Here’s a bit about the exhibit from the museum:

Africa’s rich cultural heritage encompasses a tremendous range of music, musical instruments, and performing arts. The variety of instruments made and used in Africa ranges from drums, xylophones, and zithers, to electric guitars and keyboards. Many traditional musical instruments appear utilitarian, while others are embellished with geometric, anthropomorphic, and zoomorphic features, allowing them to simultaneously serve as works of art.

Take a look at a few images from the exhibit below and see the rest of the instruments in SFO’s Harvey Milk Terminal 1 through April 13, 2025.

(Images courtesy SFO Museum)

Fresh art at John Wayne Airport (SNA)

(Interconexión, Abby Aceves)

The newest art exhibition at John Wayne Airport (SNA) in Orange County, CA titled “Symbology” includes the work of six Southern California-based Latinx artists: Abby Aceves, John Flores, Dani Garcia, Amanda Kazemi, Ivan Virgen, and Jaime Zacarias (aka Germs).  

The artists use pattern, color, iconography, and metaphor to delve into tradition presented via surrealist paintings, hyperrealistic drawings, and intricately crafted ceramic sculptures.

Look for this exhibition through July 22, 2024, post-security in the Terminal A Vi Smith Gallery, between Gates 1 and 4 and in the sculpture gallery in Terminal B.

Here are a few more images from the exhibition.

Seed Pod (new places, new faces) by John Flores

Ancestral Knowledge, Amanda Kazemi.

Fresh art + lots of music at Nashville Int’l Airport

Not for nothing is Nashville, Tennessee known as Music City.

And the tunes start right at Nashville International Airport (BNA).
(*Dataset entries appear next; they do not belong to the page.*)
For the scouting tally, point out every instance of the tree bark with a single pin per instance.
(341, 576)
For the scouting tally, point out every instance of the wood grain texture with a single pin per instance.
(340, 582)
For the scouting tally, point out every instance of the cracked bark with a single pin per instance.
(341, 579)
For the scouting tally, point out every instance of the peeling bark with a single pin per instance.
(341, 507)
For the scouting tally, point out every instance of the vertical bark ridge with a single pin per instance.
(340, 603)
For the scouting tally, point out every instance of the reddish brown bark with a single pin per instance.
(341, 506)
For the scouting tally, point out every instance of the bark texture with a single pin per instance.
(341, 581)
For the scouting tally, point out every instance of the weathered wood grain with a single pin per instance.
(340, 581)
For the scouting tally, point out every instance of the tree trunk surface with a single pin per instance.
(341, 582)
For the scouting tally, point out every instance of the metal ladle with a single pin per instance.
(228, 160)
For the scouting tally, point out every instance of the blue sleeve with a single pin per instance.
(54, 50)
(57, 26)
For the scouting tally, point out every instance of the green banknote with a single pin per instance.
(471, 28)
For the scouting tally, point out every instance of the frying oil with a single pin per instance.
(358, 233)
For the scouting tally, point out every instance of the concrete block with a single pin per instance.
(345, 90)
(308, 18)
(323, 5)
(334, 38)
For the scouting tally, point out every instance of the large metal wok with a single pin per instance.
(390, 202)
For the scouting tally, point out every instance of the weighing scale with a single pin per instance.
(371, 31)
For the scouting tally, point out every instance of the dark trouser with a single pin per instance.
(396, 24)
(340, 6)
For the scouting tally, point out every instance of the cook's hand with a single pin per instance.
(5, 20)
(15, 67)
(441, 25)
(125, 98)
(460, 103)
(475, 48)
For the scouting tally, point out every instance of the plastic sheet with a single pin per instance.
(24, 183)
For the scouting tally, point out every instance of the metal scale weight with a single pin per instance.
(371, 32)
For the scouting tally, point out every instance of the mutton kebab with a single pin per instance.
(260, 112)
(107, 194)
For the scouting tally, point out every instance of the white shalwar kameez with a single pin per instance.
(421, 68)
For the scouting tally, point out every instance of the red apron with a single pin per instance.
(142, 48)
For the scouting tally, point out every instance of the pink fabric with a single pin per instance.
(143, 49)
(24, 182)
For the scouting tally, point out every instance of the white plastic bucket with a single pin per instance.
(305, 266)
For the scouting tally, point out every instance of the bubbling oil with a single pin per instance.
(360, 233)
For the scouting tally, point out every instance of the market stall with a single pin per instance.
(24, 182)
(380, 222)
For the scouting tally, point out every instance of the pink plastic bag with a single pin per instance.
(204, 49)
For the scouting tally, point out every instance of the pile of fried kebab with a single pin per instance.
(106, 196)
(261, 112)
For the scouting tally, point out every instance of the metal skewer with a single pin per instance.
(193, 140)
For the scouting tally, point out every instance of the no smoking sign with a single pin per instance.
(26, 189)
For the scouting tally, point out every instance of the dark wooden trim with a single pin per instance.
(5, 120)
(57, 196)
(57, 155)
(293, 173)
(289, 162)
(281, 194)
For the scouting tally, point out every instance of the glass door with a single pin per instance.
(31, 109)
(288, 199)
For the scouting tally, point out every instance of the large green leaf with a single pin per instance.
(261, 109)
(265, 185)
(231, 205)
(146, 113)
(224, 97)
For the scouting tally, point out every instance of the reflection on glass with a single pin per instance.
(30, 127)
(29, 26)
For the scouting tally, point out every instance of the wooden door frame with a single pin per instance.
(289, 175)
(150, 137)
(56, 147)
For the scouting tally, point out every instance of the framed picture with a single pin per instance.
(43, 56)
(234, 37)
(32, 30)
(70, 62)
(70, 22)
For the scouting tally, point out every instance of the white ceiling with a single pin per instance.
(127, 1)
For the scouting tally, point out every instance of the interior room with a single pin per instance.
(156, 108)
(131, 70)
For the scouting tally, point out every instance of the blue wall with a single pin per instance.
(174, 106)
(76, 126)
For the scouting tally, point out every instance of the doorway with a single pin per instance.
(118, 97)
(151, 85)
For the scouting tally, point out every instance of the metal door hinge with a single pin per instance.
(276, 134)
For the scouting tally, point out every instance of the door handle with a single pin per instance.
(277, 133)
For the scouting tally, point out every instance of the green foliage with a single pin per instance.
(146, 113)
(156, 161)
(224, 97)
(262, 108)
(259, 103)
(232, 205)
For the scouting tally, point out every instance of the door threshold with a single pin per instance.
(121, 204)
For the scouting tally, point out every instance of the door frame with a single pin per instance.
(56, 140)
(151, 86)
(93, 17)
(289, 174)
There, live performances featuring all manner of musical styles, from traditional and contemporary country to rhythm and blues, jazz, pop, gospel, and bluegrass are presented on stages located near the A/B Waiting Lounge, the C/D Waiting Lounge, and in the Concourse C Food Court (beyond security).

If you’re headed that way, check out the BNA events calendar filled with live performances. And be sure to take a moment to listen up when you land.

(Photo above: Singer-songwriter Joe West, dubbed the “house band” for Nashville International Airport)

Fresh Art at Nashville International Airport

(Artist: DeShawn Lewis)

While you’re at Nashville International Airport, look for the art as well.

The Spring/Summer installment of the Flying Solo series at Nashville International Airport is on view through June 23, 2024, showcasing the works of talented Nashville artists including Daniel Arite, Sarah Clinton, Joel Keas, DaShawn Lewis, Josh MacLeod, Vanessa Sharp Multon, Tammy O’Connor, and Mary Ruden.

Here’s a preview of what you’ll see:

(Artist: Joel Keas)

(Artist Daniel Arite)

(Artist: Sara Clinton)

(Artist: Joshua MacLeod)

New SFO Museum exhibit features Chinese ceramics

If you’re heading to or through San Francisco International Airport (SFO) anytime soon, be sure to look for some of the permanent and temporary exhibits offered throughout the terminals by the SFO Museum.

One of the newest, titled Everyday Elegance in Chinese Ceramics, features an assortment of functional wares from the nineteenth and twentieth centuries representing various regions in China.

The exhibit includes oil lamps in the shape of animals, colorful hat stands, lively guardian lions or “foo dogs,” blue-and-white porcelain, rustic food storage jars, and more.

According to the exhibition notes:

Everyday objects are frequently embellished with a host of auspicious symbols to increase the likelihood of wish fulfillment. Rebuses or pictorial puns found on ceramics convey a variety of desires, from a harmonious marriage to the securing of rank, wealth, and longevity. Decorative motifs often take the form of flowers, birds, animals, children, or geometric designs.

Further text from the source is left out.